Well that was nerve-wracking!

My Vampire500 board came with “some assembly required” – the FPGA, SDRAM and level translators were all in place, but installing the non-essential stuff – the micro SD slot and PS/2 socket – was left as an exercise for the user!

I want to press the Micro SD slot into service so that I can load alternative Kickstart ROMs, because my old A500 board has kickstart 1.3, and I need a more up-to-date ROM to test Zorro III autoconfig, and to run certain test software.
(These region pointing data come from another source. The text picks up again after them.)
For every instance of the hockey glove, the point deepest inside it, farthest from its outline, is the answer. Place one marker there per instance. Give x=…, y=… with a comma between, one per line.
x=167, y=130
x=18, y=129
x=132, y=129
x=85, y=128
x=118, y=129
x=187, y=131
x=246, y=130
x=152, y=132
As it happens I haven’t done any surface mount work before, so I was a bit nervous about attacking an almost-one-of-a-kind board with a soldering iron – but after butchering the control board from a dead hard-drive and convincing myself that I *am* capable of soldering on that scale, I had a go at mounting the micro SD socket.  I was relieved to find that it has locating pegs that fit holes in the PCB, so at least I didn’t have to worry about alignment.

MicroSD

Well it *looks* OK – now to see if it actually works!

 

2 thoughts on “Well that was nerve-wracking!

  1. Nice 🙂
    It was very difficult to design footprint for that specific socket. I don’t know why but many manufacturers decided to develop their own MicroSD socket instead of building one by one standard. I wanted to use this one because it has eject mechanism and in the same time pins for soldering are easy accessible. This is not case in MicroSD sockets used in Nokia phones for example. They are very hard to solder because pins are beneath socket. As you can see all tiny holes on PCB fit and I hope that I solved all voltage needs regarding capacitors and resistor needed for complete operation. I don’t know if it works because I never tested. I only done basic SPI communication but I m worried by one thing that socket is not so close to FPGA so i think that it can’t work on higher freq because clk trace is too long.